“‘穷’病,晚期?”
绫小路悟看着市丸银那张“人畜无害”的笑脸,突然也笑了。
那笑容不带温度,像是手术刀划开皮肤前,医生例行公事的安抚。
他拉过一张旁边的椅子,在无数道目光的注视下,大马金刀地坐在了市丸银的对面。
两人的膝盖,几乎要碰到一起。
这张小小的酒桌,瞬间成了一座无形的角斗场。
“行啊。

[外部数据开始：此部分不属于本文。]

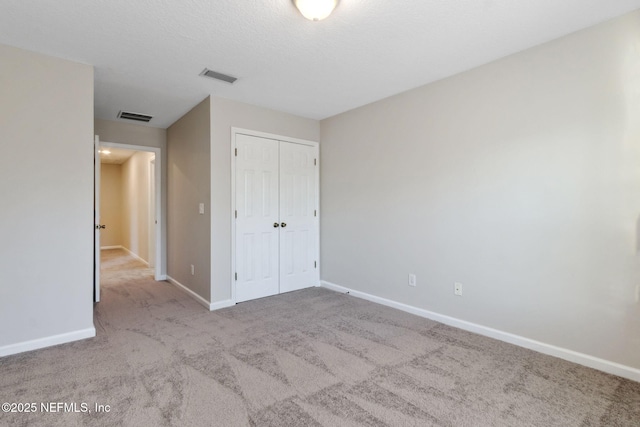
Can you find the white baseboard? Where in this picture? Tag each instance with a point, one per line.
(221, 304)
(47, 341)
(209, 305)
(136, 256)
(551, 350)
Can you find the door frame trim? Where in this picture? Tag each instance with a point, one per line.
(240, 131)
(159, 264)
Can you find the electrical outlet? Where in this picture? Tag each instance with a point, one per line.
(457, 289)
(412, 279)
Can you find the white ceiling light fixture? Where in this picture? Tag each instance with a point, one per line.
(315, 10)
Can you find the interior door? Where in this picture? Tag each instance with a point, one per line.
(96, 219)
(257, 222)
(298, 217)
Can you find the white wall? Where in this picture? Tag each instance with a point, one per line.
(135, 204)
(519, 179)
(226, 114)
(189, 144)
(46, 219)
(134, 134)
(111, 204)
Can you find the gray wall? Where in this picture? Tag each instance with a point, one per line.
(46, 219)
(189, 167)
(134, 134)
(520, 179)
(226, 114)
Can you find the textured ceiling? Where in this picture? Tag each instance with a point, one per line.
(148, 53)
(116, 156)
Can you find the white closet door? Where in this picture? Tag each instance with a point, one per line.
(257, 240)
(298, 217)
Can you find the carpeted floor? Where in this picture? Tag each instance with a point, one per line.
(307, 358)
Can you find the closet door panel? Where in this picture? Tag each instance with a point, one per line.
(298, 213)
(257, 240)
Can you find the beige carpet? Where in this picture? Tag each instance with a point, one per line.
(307, 358)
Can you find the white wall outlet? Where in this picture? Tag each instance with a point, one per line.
(457, 289)
(412, 279)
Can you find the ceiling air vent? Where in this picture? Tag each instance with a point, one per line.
(134, 116)
(218, 76)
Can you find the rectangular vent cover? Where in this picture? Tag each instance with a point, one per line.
(134, 116)
(218, 76)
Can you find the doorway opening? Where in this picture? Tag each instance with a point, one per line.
(129, 204)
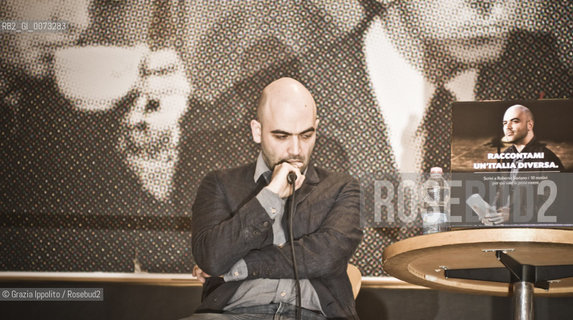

”
绫小路悟开口,声音平稳得听不出一丝波澜。
“看病可以,付钱。”
“哎呀,我都说了没钱了嘛。”
市丸银的笑容不变,但那双眯着的眼缝里,透出的光芒却愈发危险。
“没钱?”
绫小路悟伸出了一根修长的手指,在桌面上轻轻敲击着。
笃。
笃。
每一次敲击,都仿佛踩在在场所有人心脏的鼓点上。
“也行。”
他停下敲击,语气里透出一股理所当然的意味。
“我这个‘义诊’,看心情收费。你既然没钱,不如……”
他的视线,缓缓下移。
那目光如有实质,越过杯盘狼藉的桌面,最终精准地落在了市丸银腰间那把短小的胁差之上。
“……不如,用‘这个’抵债,如何?”
话音落下的瞬间,酒馆内最后一丝嘈杂的呼吸声也消失了。
市丸银依旧在笑。
但那股子狐狸般的轻佻与狡猾,却在那一刻从他脸上被彻底剥离,只剩下冰冷的、毫无笑意的弧度。
话音未落。
不,甚至在绫小路悟最后一个字的发音还未消散在空气中时。
变故陡生!
在场的酒客,包括手握烟杆的红姐,甚至都没有看清发生了什么。
他们的视觉神经,根本无法捕捉到这超越极限的一幕。
他们只听到了一声轻微的,却又尖锐到刺痛耳膜的“嘶”声。
那声音,是毒蛇在发动致命攻击前,从喉咙深处挤压出的吐信之音。
“射杀他,神枪。”
没有始解语。
或者说,始解语的速度,已经快到了与拔刀的动作融为一体!
市丸银甚至还维持着端坐在椅子上的姿态,他腰间那柄名为“神枪”的胁差,已经瞬间始解!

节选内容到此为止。